El directorio de la sociedad anónima es el órgano necesario y permanente que tiene a su cargo la tarea de administrar y llevar a cabo los negocios de la sociedad. El art. 274 de la LSC en su primer párrafo señaló que los directores “responden ilimitada y solidariamente hacia la sociedad, los accionistas y los terceros, por el mal desempeño de su cargo, según el criterio del art. 59, así como por la violación de la ley, el estatuto o el reglamento y por cualquier daño producido por dolo, abuso de facultades o culpa grave”.

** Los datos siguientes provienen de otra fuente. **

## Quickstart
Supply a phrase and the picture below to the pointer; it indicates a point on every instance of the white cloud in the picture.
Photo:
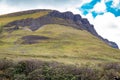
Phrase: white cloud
(100, 7)
(116, 4)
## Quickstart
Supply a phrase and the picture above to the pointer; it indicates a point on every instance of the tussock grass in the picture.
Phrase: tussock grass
(65, 44)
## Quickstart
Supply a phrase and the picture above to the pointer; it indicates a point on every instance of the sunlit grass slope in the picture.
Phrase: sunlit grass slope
(64, 44)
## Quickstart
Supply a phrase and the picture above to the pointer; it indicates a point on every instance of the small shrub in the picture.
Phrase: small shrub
(4, 64)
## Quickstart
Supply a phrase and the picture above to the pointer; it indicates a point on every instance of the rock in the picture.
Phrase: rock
(68, 19)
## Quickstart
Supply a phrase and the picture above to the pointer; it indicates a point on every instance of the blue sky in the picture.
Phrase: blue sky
(103, 14)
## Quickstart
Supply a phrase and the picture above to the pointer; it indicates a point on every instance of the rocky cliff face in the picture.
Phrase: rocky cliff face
(56, 17)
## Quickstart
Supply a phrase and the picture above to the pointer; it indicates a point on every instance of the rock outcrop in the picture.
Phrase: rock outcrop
(56, 17)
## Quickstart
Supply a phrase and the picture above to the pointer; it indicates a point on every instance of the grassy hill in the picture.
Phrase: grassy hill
(62, 43)
(54, 51)
(53, 42)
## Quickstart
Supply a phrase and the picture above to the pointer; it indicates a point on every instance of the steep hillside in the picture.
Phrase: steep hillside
(53, 36)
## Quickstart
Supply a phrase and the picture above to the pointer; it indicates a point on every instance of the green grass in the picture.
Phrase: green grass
(66, 45)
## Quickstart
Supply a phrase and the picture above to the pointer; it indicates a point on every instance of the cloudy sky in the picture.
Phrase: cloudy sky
(104, 14)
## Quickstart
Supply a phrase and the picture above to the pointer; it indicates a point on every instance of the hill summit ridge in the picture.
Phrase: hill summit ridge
(56, 17)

En tal situación se trata de cubrir los riesgos de ser potencialmente condenados por daños y perjuicios derivados de la gestión societaria. Dicho de otro modo, estos pactos nacieron como modo de preservar a directores y gerentes de empresas -que son solidaria e ilimitadamente responsables- de los daños que se pudieren ocasionar a través de decisiones que tomen dentro del normal desenvolvimiento de su función.
Si bien es un tema de derecho empresarial en el que aún la doctrina nacional no es abundante, la existencia y otorgamiento de estos pactos es de práctica de empresas, sea que se firme una carta o un convenio de indemnidad, mediante el cual aquélla se compromete frente a los directores a solventar cualquier gasto derivado de reclamos, sea provenientes de relaciones intrasocietarias o de terceros e incluso, de autoridades públicas.
En la gestión societaria, hay una doble responsabilidad, una derivada de sus actos de gestión y representación negligente por los daños causados al patrimonio social y, otra por los daños que pueda causar a terceros por aquellos mismos actos de gestión.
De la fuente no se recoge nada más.